The actual 1975 seizure order was for 30,000 dunams from a number of Palestinian villages, but the court case has focused only on those dunams which the Ma’aleh Adumim Municipality never used.
Some of that unused land falls outside the city’s boundaries and is under the jurisdiction of the Binyamin Regional Council.
Yesh Din also asked that the land be removed from the jurisdiction of Ma’aleh Adumim and the Binyamin Regional Council, so that its owners could freely access it.
In its petition to the court, Yesh Din referenced a 2001 HCJ ruling which stated that land seizure orders should be rescinded if the reason for the property’s expropriation no longer existed.

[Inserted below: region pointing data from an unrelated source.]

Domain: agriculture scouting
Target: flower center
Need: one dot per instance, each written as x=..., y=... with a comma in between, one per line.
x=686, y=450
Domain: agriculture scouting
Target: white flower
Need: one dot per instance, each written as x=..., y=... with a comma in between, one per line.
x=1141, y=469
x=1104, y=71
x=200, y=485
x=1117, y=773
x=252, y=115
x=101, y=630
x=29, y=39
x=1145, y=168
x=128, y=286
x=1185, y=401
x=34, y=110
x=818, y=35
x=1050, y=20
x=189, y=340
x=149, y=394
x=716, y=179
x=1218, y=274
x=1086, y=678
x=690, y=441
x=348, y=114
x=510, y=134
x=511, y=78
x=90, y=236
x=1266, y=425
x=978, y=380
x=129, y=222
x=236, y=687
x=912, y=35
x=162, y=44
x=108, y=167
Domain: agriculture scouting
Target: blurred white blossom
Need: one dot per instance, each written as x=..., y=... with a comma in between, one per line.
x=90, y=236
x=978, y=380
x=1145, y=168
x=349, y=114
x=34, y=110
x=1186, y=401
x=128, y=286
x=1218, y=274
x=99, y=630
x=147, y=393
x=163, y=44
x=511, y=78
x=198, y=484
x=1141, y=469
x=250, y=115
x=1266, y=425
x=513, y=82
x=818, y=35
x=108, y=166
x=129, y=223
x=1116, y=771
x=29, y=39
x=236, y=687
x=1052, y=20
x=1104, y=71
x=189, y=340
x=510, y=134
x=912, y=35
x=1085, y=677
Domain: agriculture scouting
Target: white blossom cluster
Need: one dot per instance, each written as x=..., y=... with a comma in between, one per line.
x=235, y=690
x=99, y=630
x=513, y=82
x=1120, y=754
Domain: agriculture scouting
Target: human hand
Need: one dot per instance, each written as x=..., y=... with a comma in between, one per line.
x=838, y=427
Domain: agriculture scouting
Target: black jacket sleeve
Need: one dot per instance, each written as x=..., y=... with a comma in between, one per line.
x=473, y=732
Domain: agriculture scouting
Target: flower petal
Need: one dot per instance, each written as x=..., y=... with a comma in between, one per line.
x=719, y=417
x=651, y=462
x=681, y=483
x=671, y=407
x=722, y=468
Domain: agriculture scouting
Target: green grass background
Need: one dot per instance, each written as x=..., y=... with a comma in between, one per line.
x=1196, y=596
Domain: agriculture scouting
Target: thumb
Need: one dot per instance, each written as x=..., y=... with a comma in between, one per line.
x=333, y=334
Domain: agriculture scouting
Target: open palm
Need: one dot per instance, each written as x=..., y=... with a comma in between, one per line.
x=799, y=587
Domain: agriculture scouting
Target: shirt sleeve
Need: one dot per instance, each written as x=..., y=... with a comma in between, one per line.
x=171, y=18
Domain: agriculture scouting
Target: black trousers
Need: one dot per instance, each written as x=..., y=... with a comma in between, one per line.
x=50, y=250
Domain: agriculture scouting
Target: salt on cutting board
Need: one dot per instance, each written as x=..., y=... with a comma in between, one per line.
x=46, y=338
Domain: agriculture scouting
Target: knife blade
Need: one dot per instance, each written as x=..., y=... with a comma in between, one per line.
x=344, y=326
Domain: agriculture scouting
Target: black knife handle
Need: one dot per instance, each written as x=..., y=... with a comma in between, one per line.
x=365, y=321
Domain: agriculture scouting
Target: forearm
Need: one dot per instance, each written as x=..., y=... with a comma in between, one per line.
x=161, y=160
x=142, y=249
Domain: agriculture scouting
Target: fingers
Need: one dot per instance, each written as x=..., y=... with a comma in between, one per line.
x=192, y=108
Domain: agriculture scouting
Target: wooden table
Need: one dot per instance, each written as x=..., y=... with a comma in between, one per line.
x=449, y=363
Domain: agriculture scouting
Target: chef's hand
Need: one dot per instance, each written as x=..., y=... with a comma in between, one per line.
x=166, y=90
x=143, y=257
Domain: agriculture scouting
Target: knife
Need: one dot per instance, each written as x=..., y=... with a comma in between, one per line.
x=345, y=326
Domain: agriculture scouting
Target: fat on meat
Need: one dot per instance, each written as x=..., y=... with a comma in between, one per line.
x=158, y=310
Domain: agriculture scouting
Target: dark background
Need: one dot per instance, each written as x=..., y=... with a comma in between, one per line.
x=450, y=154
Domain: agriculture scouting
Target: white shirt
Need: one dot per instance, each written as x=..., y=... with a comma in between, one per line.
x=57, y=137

If the several hundred dunams in question have not been used for the last four decades, then it is clear that the rationale for expropriation no longer exists, Yesh Din argued.
Restoration of the land to its owners from Anata addresses a wrong that was committed in 1975, Yesh Din said. It claimed that the entire seizure order was illegal, because its stated purpose to create the settlement of Ma’aleh Adumim is not a legally recognized reason to expropriate land under Israeli or international law. So the state cannot claim that the land could be used in the future.
The group’s attorney, Shlomi Zacharia, who is representing the Palestinian land owners in this matter, said, “It’s unacceptable that Palestinian land that was expropriated, but never used for the purposes of the expropriation, should be annexed to a settlement in the West Bank.
“The expropriation of land for Ma’aleh Adumim was itself illegal to begin with and failure to return the unused property adds one more sin to this crime,” Zacharia said.
Ma’aleh Adumim, which is located just outside of Jerusalem, is the third largest Jewish city in the West Bank.
Its mayor, Benny Kashriel, told The Jerusalem Post
that the city’s attorney had just received a copy of the petition and is studying the matter.